A souffle is a baked egg-based dish that originated in France in the early 18th century. The word souffle comes from the French word souffler, which means “to breathe” or “to puff.” Egg whites beaten to a soft peak give the dish lift or puffiness. Souffles are typically baked in individual ramekin dishes or larger souffle dishes and will be slightly wobbly and pudding-like in the center when removed from the oven. Savory souffles such as ones containing cheese, herbs, vegetables, or meat can be served as an entrée. Sweet varieties like ones with chocolate or fruit are served as dessert and possibly with ice cream or sauce.
Recipe Servings: 6
Ingredients
- ¼ cup and 2 Tbsp Parmigiano-Reggiano cheese, freshly grated and divided
- 3 Tbsp unsalted butter
- 3 Tbsp all-purpose flour
- 1¼ cups heavy cream
- 4 large eggs, separated
- 3 large egg whites
- 3 Tbsp dry sherry
- 6 oz (2 cups, packed) Gruyere cheese, shredded
- 2 Tbsp sour cream
- 1¼ tsp kosher salt
- 1 tsp Dijon mustard
- ½ tsp dry mustard
- ¼ tsp cayenne pepper
- ¼ tsp cream of tartar
Directions
- Preheat the oven to 375°F. Grease a 1 ½-quart souffle dish and coat it with 2 tablespoons of Parmigiano cheese.
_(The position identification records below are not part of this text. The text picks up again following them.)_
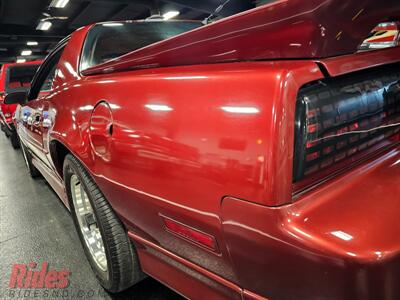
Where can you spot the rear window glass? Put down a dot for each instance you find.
(19, 77)
(111, 40)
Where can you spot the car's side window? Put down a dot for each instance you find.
(43, 82)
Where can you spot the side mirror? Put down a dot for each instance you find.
(16, 98)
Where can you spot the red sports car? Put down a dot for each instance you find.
(255, 157)
(383, 36)
(14, 77)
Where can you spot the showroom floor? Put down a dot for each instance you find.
(36, 227)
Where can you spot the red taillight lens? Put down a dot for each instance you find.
(339, 120)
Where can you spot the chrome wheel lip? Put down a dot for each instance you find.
(25, 158)
(90, 230)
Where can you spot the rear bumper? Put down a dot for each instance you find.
(340, 241)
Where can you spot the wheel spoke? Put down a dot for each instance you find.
(88, 223)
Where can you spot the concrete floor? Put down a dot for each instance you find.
(36, 227)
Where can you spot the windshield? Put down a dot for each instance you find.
(111, 40)
(19, 77)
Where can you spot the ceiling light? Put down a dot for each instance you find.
(170, 14)
(59, 3)
(44, 25)
(26, 52)
(241, 109)
(158, 107)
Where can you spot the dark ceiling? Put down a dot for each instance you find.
(19, 18)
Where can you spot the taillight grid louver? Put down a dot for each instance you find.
(342, 118)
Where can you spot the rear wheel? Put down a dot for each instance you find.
(28, 161)
(103, 237)
(14, 140)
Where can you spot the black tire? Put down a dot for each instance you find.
(14, 140)
(28, 161)
(123, 269)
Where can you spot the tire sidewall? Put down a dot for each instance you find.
(70, 168)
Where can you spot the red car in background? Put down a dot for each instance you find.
(255, 157)
(14, 77)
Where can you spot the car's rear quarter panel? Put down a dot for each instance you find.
(181, 163)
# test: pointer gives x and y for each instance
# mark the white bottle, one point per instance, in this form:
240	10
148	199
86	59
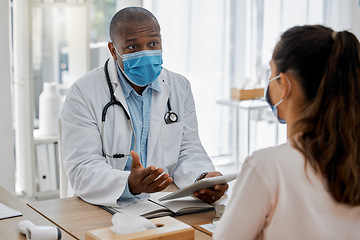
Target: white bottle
50	105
- Melt the butter in a medium saucepan and stir in the flour to make a paste.
- Whisk in the cream and bring it to a boil over medium heat while whisking.
- Reduce the heat to low and cook, while whisking, for about 3 minutes or until very thick.
- Transfer the mixture to a large bowl and let it cool.
- Stir in the egg yolks, sherry, Gruyere, sour cream, salt, Dijon mustard, dry mustard, cayenne, and ¼ cup Parmigiano.
- Combine all seven egg whites and the cream of tartar in a separate bowl. Beat the mixture using an electric mixer until firm peaks form.
- Fold a third of the egg whites into the yolk mixture to lighten it and then fold in the rest until no streaks remain.
- Pour the mixture into the prepared dish and run a finger around the inside of the rim to wipe away any batter.
- Bake the souffle for about 35 minutes or until it is golden-brown and puffed up.
- Remove the souffle from the oven and serve it immediately.